Another quality offshoot of domestic television production, and it is no wonder that it is known that Dalibor Matanić was behind the camera, the director who shot two of the best Croatian series in recent years, “Novine” and “Područje bez signala”. And just as was the case with “Novine” where the screenplay was written by one of the best Croatian journalists Ivica Đikić, “Silence” was based on the novels of another leading Croatian journalist, Drago Hedl. In his crime novels, Hedl mixed fiction and reality with a bit of Capote style and dealt with the hidden cases of child prostitution and human trafficking in his Osijek, which really happened fifteen years ago.
What really happened in Osijek in those years with the unfortunate girls from the Home for the Upbringing of Children and Youth has never been clarified, as the case was covered up because the branches obviously led to some politically extremely powerful people. However, this horrifying story has now served as a template for another quality crime series that is somewhat reminiscent of Nordic-noir in style and sensibility, and “Silence” is a series in front of which many praised Nordic series with similar content as “Sorjonen” can be hidden. or “Wisting,” which I’ve watched relatively recently. Apart from Osijek, the action is taking place in the Ukrainian capital Kiev, from which the niece of the head of the Romancheko Foundation, Olga (Ksenia Mishina), will disappear.
Olga is married to one of the most influential people in Osijek, an entrepreneur with political ambitions Ivan Hrvatić (Leon Lučev is excellent as a classic slimy domestic mute). Simultaneously with the disappearance of the young Ukrainian, the bodies of minors will begin to appear along the banks of the Drava. The head of the police administration wants the case resolved as soon as possible and pressures inspectors Vladimir Kovač (Darko Milas) and Vesna Horak (Sandra Lončarić) to close the murders to an old mental patient who found his first girlfriend, Igor Kožul (Zlatko Burić). There is also a local journalist Stribor (Goran Bogdan) who is intensively following the whole case, and the Ukrainian segment of the story of human trafficking will slowly begin to merge with the Osijek series of deaths under unusual circumstances.
Production is at the expected level, and the main characters are well built and the actors are in solid form. Stribor is such a classic freelance journalist who can barely make ends meet, and there is a pregnant wife, so although he does not want to “sell”, the lack of money could force him to start making some “deals” that would otherwise burst stomach ulcers. . Inspector Kovac is a tortured guy haunted by internal demons. He divorced his wife, his mother is seriously ill, and he doesn’t seem to know what to do with the emotions that seem to be developing towards his colleague. He understands where he is and what the situation is like in general, and he is literally sick of not having the freedom to squeeze big fish that are under the obvious protection of his superiors.

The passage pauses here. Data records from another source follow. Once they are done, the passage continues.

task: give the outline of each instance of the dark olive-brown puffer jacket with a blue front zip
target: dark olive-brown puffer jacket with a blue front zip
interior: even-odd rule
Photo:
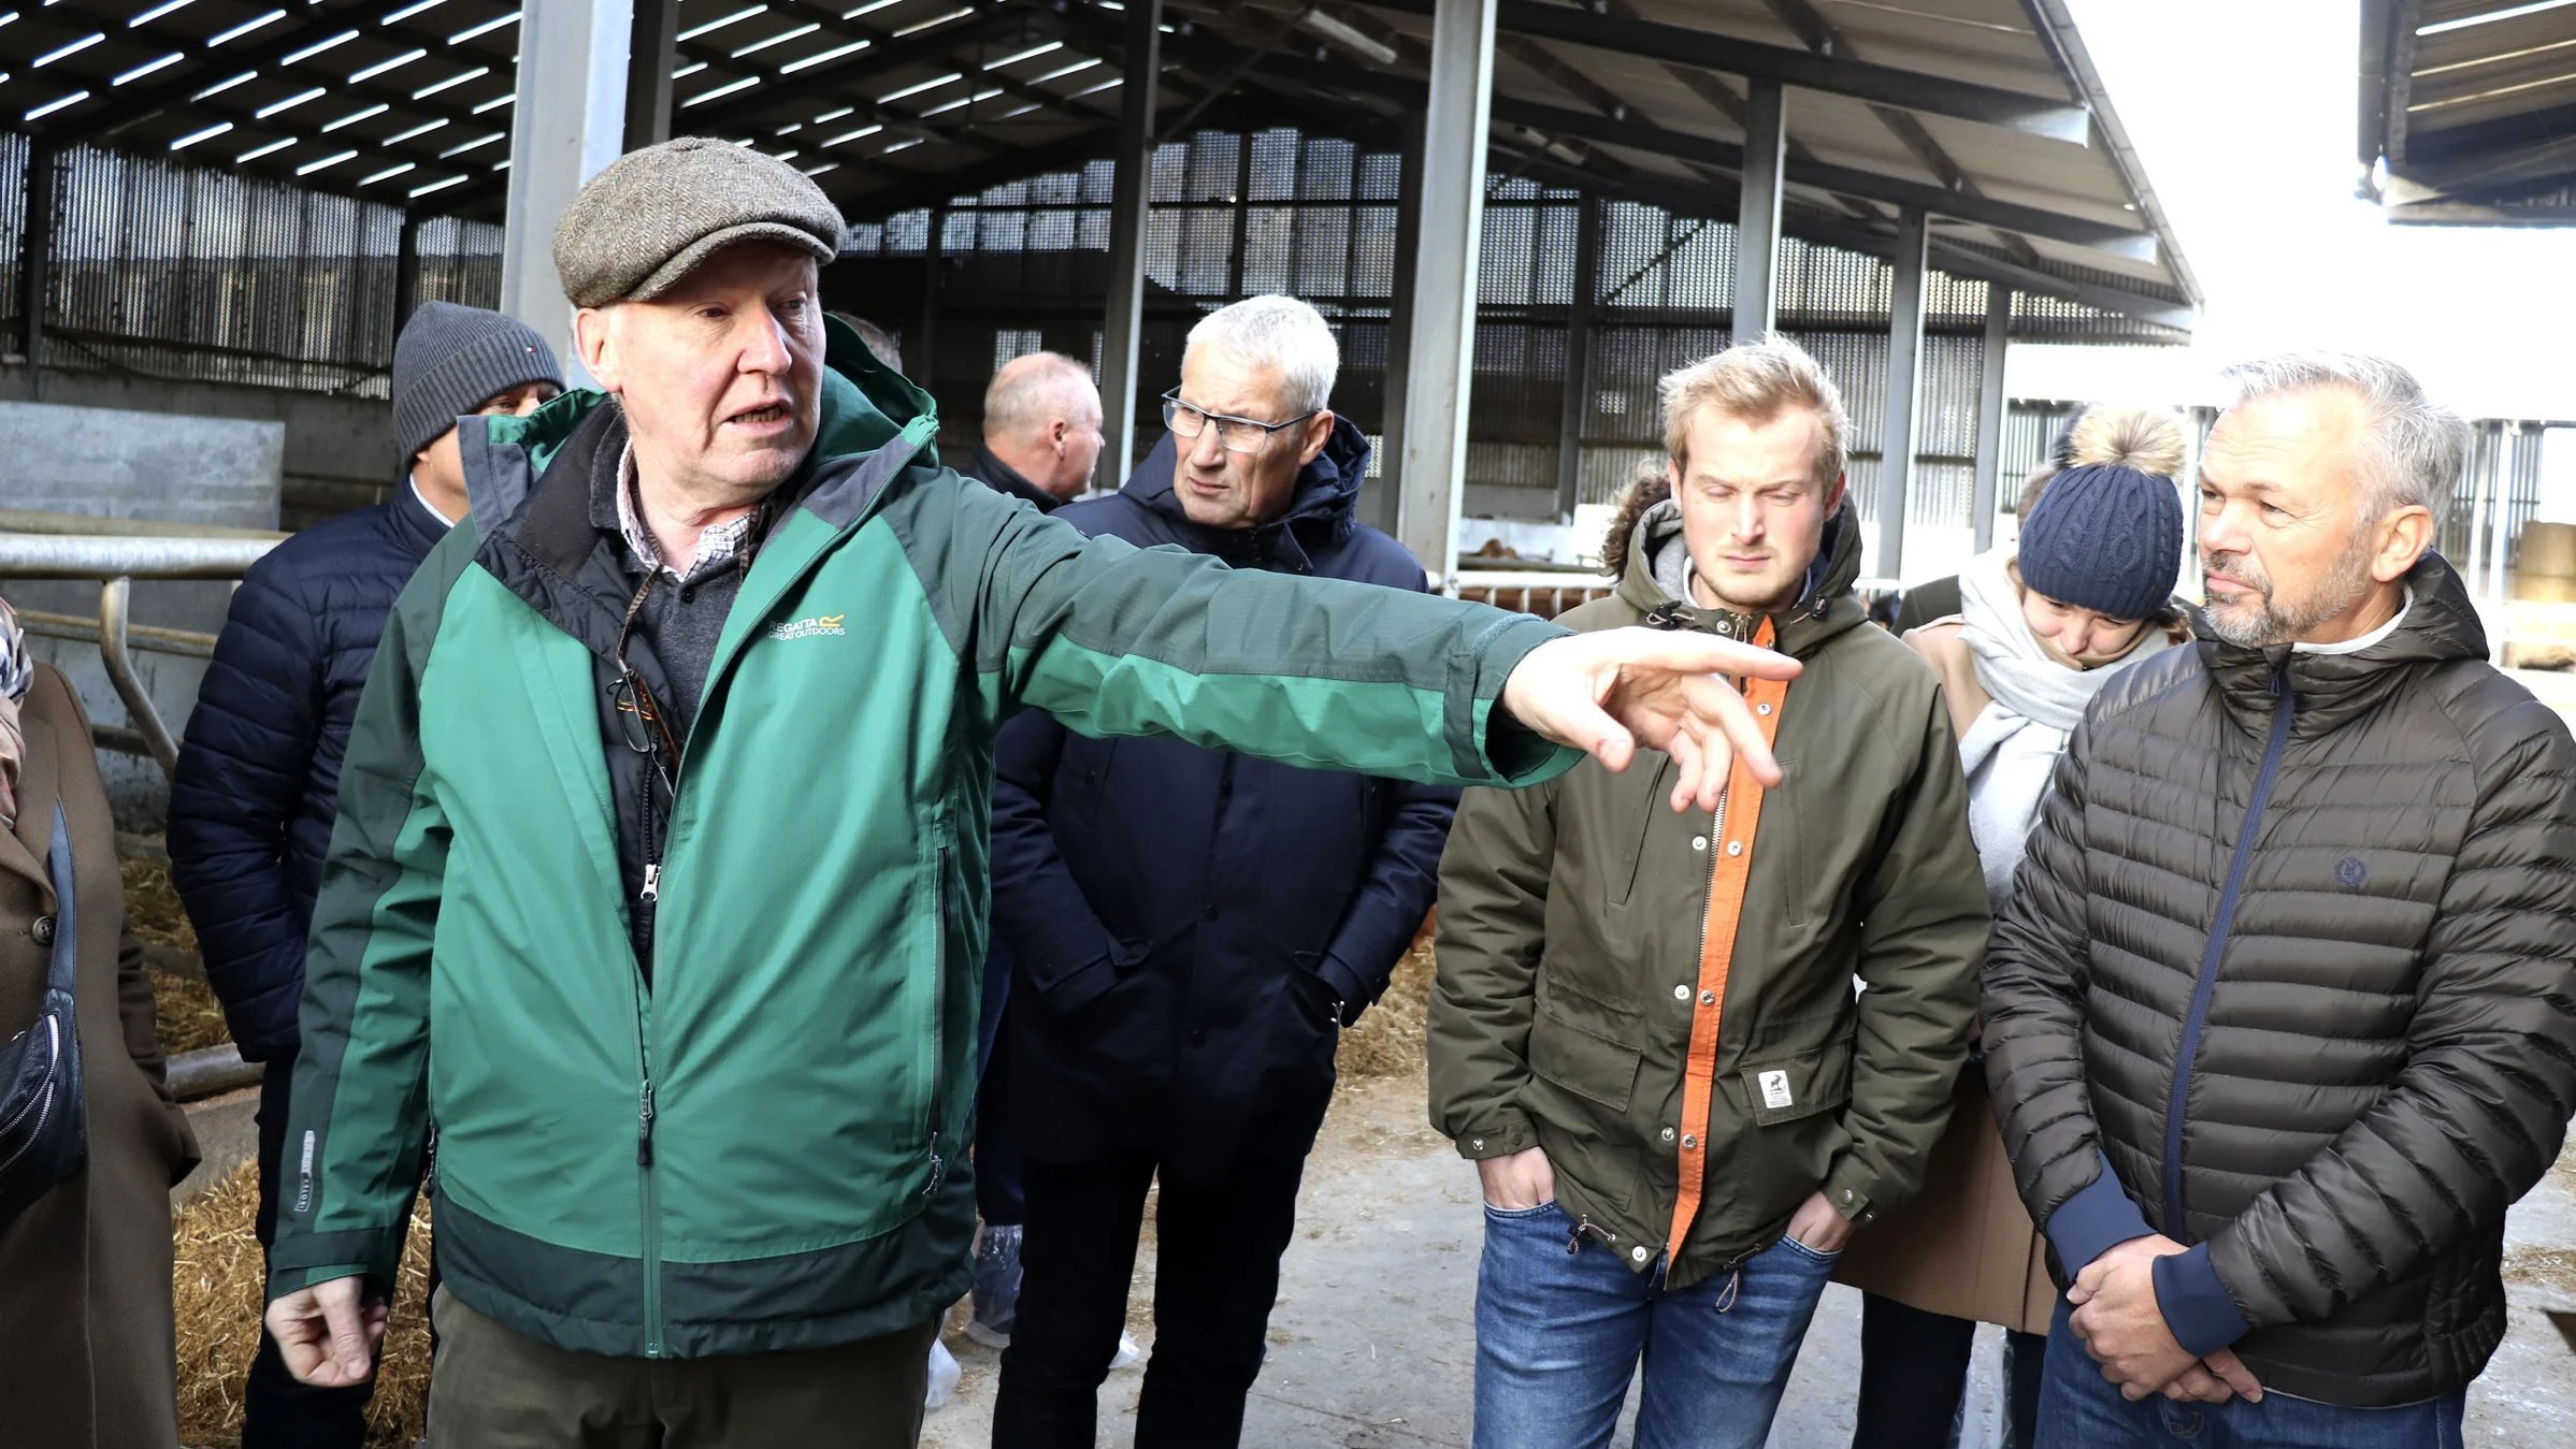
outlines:
[[[2032,1217],[2107,1158],[2246,1367],[2336,1405],[2478,1374],[2504,1210],[2576,1107],[2576,746],[2442,558],[2409,587],[2357,654],[2202,641],[2112,682],[1986,965]]]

The beautiful Olga is also a rather mysterious person and we do not know how she ended up with a mutt like Hrvatić and that it is obvious that she also has some stains and secrets from the past. This whole story is all the more horrible and scary when we know that it is designed according to real events and that a lot of what we will see really happened practically in our backyard. The circumstances and the environment here are completely clear to us of the mud of Croatian politics and everyday life in which ordinary people can suffer because of the most ordinary nonsense while there are holy cows who can do whatever they want with impunity. Both Osijek and Kyiv served as a great backdrop, so just like in “Novine” and “Šutnja” there are a lot of drone shots from the air and this is certainly a series that should be paid attention to. Rating 8/10.